I use my full length die and bump shoulders .020". Everything chambers and never have to worry about when I will need to size brass that has been neck sized. Also if you neck size eventually you will have to full length size then fire form again to get your load the same as before sizing.
You mean 0.002"
I use FL dies with Redding Competition shellholders. I use the .010" over until there is more bolt resistance than I feel like putting up with; then go down .002" at a time on a single case until there is either just the slightest hint of bolt resistance or none. Slight resistance is zero shoulder bump; and one step past is .002" bump. Or up to .002" if you want to split hairs. At this point I'll write the shell holder number on the shell box and use it for that rifle for all the brass and any future new brass.
Easier than falling down a well. Never set a die again, never oversize a case again, and use the same dies on multiple rifles without setting.
By bumping the shoulder back you are referring to moving the datum line back correct?Weatherby brass is $$ and I want to get the most out of it.

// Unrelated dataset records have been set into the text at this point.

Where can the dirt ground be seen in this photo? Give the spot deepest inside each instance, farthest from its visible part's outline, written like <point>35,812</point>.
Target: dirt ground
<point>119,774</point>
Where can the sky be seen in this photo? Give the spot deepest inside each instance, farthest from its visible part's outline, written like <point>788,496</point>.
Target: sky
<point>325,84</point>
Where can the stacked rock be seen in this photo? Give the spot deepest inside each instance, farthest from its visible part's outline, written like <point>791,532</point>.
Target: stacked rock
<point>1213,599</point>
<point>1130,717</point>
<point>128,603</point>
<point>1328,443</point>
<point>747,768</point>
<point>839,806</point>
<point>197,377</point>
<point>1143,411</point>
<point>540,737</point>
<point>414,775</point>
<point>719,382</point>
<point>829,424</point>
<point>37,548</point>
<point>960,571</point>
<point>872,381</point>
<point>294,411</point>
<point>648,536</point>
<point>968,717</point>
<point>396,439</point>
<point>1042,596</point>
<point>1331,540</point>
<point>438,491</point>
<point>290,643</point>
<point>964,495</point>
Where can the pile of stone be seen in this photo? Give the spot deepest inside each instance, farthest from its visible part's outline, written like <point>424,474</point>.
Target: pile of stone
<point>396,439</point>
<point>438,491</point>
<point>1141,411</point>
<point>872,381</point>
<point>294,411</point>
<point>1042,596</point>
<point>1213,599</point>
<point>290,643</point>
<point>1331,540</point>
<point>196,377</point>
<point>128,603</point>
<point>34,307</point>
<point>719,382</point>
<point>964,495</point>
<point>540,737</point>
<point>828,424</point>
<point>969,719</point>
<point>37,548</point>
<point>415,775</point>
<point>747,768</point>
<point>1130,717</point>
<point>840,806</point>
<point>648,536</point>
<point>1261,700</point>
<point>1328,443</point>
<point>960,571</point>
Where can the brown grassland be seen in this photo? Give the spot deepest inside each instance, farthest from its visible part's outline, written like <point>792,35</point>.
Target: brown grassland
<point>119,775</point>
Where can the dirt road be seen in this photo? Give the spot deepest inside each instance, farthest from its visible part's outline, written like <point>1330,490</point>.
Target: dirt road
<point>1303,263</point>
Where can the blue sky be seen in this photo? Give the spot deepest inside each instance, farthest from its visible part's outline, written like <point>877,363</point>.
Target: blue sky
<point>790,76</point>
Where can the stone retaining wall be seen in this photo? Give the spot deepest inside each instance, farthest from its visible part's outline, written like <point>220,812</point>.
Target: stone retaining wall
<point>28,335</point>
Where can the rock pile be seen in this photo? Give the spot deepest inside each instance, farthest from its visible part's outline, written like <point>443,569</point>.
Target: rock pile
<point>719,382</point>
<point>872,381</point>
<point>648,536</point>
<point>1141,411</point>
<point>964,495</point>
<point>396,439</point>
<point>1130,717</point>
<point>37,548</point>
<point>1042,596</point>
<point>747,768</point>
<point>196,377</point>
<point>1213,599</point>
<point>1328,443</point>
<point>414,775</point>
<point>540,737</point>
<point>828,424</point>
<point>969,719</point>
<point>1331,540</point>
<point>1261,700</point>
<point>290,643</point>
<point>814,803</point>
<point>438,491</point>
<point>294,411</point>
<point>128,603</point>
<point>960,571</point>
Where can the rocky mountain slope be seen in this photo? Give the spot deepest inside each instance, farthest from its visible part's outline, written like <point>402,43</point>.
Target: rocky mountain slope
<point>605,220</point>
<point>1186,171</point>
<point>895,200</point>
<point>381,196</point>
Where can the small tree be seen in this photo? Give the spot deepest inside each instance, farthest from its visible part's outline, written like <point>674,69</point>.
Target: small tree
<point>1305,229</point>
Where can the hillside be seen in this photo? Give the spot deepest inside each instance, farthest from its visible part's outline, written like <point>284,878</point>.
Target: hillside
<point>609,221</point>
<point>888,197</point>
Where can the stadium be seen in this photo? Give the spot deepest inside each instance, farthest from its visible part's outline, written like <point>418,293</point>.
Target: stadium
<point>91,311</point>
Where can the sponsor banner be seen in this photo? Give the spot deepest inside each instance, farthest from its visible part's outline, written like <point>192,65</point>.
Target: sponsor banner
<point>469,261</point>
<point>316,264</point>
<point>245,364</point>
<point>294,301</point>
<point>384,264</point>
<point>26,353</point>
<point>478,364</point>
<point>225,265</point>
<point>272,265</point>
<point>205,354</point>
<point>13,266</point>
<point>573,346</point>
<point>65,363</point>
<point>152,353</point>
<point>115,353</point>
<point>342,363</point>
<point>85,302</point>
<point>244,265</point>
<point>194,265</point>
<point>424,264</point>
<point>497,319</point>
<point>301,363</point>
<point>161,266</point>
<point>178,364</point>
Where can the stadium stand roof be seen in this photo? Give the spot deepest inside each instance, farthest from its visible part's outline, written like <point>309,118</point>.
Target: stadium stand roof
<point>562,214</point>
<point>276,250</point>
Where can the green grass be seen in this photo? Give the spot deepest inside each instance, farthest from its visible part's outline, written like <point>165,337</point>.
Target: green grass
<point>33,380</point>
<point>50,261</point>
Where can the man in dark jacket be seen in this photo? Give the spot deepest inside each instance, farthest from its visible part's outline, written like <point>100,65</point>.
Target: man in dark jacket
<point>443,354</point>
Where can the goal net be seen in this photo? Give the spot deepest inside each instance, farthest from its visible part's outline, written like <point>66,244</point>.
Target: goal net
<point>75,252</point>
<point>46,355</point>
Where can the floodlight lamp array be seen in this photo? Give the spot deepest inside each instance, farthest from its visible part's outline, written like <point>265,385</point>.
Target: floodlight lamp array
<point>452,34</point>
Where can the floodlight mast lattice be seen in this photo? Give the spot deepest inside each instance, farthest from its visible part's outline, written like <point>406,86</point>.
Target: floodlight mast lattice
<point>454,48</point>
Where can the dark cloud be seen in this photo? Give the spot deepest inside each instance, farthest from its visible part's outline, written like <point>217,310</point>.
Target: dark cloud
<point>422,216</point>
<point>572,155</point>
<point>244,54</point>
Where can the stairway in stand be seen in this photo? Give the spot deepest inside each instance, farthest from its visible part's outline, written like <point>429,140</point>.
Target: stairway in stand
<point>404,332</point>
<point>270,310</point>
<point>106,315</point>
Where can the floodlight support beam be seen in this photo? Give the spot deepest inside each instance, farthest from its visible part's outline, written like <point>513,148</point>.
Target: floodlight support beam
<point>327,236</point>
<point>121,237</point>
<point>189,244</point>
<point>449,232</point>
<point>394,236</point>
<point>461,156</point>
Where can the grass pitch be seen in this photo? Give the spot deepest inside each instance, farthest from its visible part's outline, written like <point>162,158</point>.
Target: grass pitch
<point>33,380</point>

Yeah, I have a tool that fits over the case to determine the case head to shoulder datum dimension.
I think Hornady sells a tool specifically for that purpose. Probably Sinclair does too. The tool isn't a must-have, but it takes some of the guesswork out of the process.
For a hunting rifle, being sure loaded rounds will chamber reliably and safely is a priority for me. Top accuracy is a good thing, but having a critter with designs on eating me staring me in the eye while my bolt won't close on a loaded round wouldn't be good.. every hunting round I load gets checked before it goes in a box.